In [1]:
import numpy as np

# LineWorld MDP

In [2]:
S = [0, 1, 2, 3, 4] # agent position in line world
A = [0, 1] # 0: Left, 1: Right
R = [-1.0, 0.0, 1.0]
p = np.zeros((len(S), len(A), len(S), len(R))) # state, action, next_state, reward_index
T = [0, 4]

p[3, 0, 2, 1] = 1.0
p[2, 0, 1, 1] = 1.0
p[1, 0, 0, 0] = 1.0

p[3, 1, 4, 2] = 1.0
p[2, 1, 3, 1] = 1.0
p[1, 1, 2, 1] = 1.0

# Iterative Policy Evaluation

In [3]:
from typing import List

In [4]:
def iterative_policy_evaluation(
    pi: np.ndarray,
    S: List[int],
    A: List[int],
    R: List[float],
    T: List[int], # terminal states
    p: np.ndarray,
    theta: float = 0.00001,
    gamma: float = 0.9999999,
):
  V = np.random.random((len(S),))
  V[T] = 0.0

  while True:
    delta = 0.0

    for s in S:
      v = V[s]
      total = 0.0
      for a in A:
        sub_total = 0.0
        for s_p in S:
          for r_index in range(len(R)):
            r = R[r_index]
            sub_total += p[s, a, s_p, r_index] * (r + gamma * V[s_p])
        total += pi[s, a] * sub_total
      V[s] = total
      abs_diff = np.abs(v - V[s])
      delta = np.maximum(delta, abs_diff)

    if delta < theta:
      break
  return V




In [5]:
pi_always_right = np.zeros((len(S), len(A)))
pi_always_right[:, 1] = 1.0

In [6]:
iterative_policy_evaluation(pi_always_right, S, A, R, T, p)

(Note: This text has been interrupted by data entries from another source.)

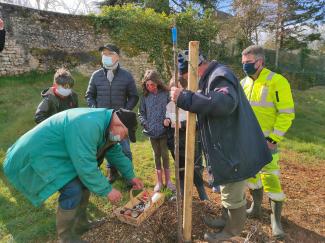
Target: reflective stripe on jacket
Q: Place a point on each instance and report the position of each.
(271, 99)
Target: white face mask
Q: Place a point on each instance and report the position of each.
(62, 91)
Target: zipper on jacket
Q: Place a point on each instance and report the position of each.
(251, 91)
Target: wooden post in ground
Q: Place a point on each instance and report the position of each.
(190, 143)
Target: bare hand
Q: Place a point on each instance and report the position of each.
(137, 183)
(271, 145)
(174, 93)
(174, 125)
(1, 24)
(166, 122)
(114, 196)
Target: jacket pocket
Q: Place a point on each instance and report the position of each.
(33, 180)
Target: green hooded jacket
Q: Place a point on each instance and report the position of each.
(61, 148)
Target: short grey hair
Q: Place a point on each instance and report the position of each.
(256, 51)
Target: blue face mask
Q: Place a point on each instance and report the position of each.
(107, 61)
(249, 68)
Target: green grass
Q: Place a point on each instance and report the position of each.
(307, 135)
(19, 97)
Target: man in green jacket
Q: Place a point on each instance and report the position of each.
(63, 153)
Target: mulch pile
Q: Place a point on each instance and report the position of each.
(302, 218)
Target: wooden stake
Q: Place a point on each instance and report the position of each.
(176, 151)
(190, 143)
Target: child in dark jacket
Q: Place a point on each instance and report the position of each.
(169, 123)
(152, 114)
(57, 98)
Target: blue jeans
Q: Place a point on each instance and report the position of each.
(71, 194)
(125, 144)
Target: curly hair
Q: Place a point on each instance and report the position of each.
(153, 76)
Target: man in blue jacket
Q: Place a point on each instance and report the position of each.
(232, 140)
(2, 35)
(63, 153)
(112, 87)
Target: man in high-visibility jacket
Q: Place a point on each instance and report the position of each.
(270, 96)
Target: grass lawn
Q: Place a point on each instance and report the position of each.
(19, 97)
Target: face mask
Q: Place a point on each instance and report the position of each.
(108, 62)
(249, 68)
(62, 91)
(114, 138)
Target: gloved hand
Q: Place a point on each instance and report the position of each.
(137, 183)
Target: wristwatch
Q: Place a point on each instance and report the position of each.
(270, 140)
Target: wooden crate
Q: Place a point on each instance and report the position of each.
(158, 197)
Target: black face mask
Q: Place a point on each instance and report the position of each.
(249, 68)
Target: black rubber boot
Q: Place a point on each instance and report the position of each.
(255, 210)
(277, 230)
(234, 226)
(217, 223)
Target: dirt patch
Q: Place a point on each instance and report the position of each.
(303, 214)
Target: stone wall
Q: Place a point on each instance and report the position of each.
(42, 40)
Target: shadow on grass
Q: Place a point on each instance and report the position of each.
(20, 221)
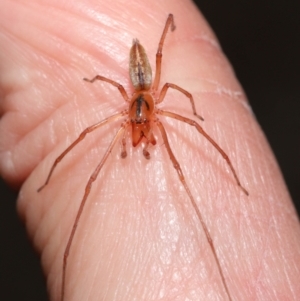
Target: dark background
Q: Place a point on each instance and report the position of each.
(262, 41)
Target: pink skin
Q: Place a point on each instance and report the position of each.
(139, 237)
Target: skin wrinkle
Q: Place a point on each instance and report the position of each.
(211, 192)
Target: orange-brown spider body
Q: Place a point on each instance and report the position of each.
(141, 116)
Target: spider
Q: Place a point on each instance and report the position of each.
(141, 116)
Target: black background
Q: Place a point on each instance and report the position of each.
(262, 41)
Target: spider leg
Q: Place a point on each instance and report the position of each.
(112, 82)
(88, 187)
(199, 215)
(169, 22)
(80, 138)
(202, 132)
(186, 93)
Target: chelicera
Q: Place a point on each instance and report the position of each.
(141, 117)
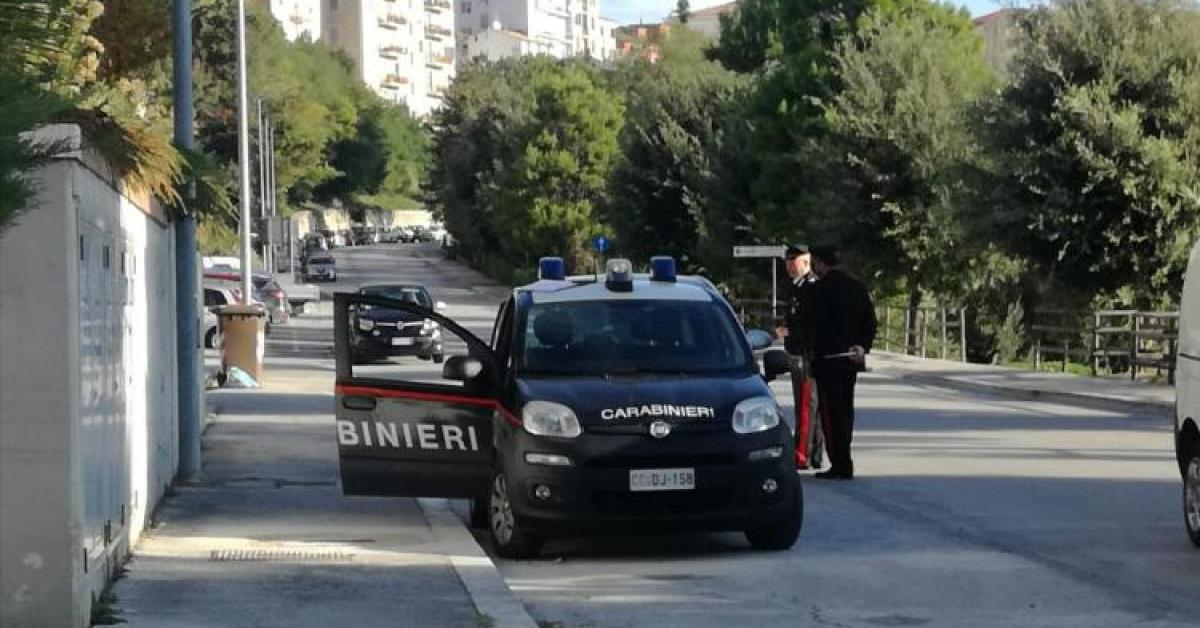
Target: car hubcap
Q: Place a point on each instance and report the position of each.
(1192, 495)
(502, 510)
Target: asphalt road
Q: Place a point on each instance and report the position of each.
(969, 510)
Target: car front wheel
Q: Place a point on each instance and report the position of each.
(1192, 498)
(509, 534)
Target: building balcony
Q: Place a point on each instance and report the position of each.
(394, 81)
(437, 33)
(393, 52)
(393, 21)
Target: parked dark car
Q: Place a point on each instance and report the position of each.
(382, 333)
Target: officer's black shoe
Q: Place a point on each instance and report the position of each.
(835, 474)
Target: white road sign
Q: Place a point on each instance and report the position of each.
(760, 251)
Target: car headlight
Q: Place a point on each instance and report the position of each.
(546, 418)
(756, 414)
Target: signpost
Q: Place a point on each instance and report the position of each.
(769, 252)
(601, 244)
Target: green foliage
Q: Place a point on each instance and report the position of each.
(522, 155)
(661, 191)
(1098, 138)
(904, 139)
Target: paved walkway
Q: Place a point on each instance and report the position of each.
(267, 538)
(1104, 393)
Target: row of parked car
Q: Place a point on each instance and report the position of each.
(222, 286)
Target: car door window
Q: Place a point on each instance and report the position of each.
(415, 400)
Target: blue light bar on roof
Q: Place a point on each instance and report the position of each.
(552, 268)
(663, 268)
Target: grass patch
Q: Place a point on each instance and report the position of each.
(105, 611)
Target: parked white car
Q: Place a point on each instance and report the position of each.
(1187, 396)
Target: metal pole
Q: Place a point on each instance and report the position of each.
(963, 332)
(262, 167)
(774, 291)
(270, 187)
(244, 154)
(190, 384)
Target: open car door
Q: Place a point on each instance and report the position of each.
(407, 426)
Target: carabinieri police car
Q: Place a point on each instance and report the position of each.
(606, 405)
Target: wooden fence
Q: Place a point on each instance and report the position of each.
(1109, 341)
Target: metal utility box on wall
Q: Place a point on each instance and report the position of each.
(88, 366)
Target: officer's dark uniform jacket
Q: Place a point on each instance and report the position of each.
(838, 315)
(795, 320)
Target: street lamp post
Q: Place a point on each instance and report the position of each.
(244, 153)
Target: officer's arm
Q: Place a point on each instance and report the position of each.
(870, 324)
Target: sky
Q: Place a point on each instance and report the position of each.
(651, 11)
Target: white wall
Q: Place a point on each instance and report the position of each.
(88, 405)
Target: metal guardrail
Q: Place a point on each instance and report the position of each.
(925, 332)
(928, 333)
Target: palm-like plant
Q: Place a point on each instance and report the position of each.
(48, 63)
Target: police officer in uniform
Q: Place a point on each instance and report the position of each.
(809, 443)
(839, 329)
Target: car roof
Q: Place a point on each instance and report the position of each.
(400, 286)
(593, 288)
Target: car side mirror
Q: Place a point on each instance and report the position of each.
(759, 339)
(775, 363)
(462, 368)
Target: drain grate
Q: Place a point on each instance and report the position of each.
(259, 556)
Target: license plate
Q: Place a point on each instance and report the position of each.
(661, 479)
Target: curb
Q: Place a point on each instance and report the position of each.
(489, 592)
(1055, 396)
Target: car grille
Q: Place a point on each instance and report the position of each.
(660, 461)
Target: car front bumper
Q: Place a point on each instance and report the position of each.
(366, 344)
(594, 495)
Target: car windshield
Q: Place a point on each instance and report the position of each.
(630, 338)
(401, 293)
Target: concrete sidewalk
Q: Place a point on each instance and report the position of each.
(1099, 393)
(267, 538)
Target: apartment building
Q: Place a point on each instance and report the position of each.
(496, 29)
(402, 49)
(706, 21)
(300, 18)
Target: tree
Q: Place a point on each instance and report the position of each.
(661, 190)
(522, 151)
(559, 180)
(1098, 138)
(904, 144)
(49, 73)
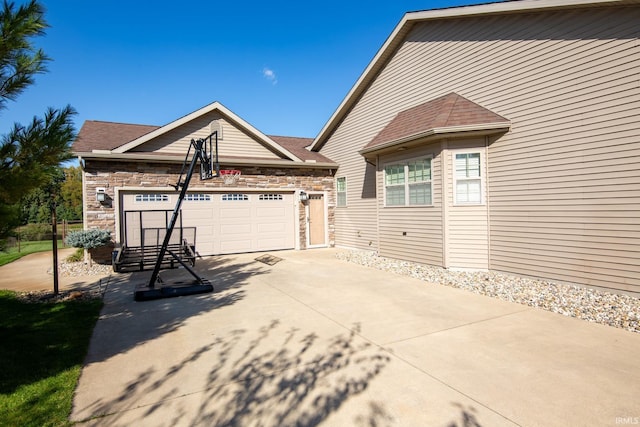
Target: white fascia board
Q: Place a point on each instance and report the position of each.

array([0.       , 0.9999998, 0.9999999, 1.       , 0.       ])

In [7]:
pi_always_left = np.zeros((len(S), len(A)))
pi_always_left[:, 0] = 1.0

In [8]:
iterative_policy_evaluation(pi_always_left, S, A, R, T, p)

array([ 0.       , -1.       , -0.9999999, -0.9999998,  0.       ])

In [9]:
pi_uniform_random = np.ones((len(S), len(A))) * 0.5

In [10]:
iterative_policy_evaluation(pi_uniform_random, S, A, R, T, p)

array([ 0.00000000e+00, -4.99993279e-01,  6.72123684e-06,  5.00003361e-01,
        0.00000000e+00])

In [11]:
pi_weird_random = np.zeros((len(S), len(A)))
pi_weird_random[:, 1] = 0.7
pi_weird_random[:, 0] = 0.3

In [12]:
iterative_policy_evaluation(pi_weird_random, S, A, R, T, p)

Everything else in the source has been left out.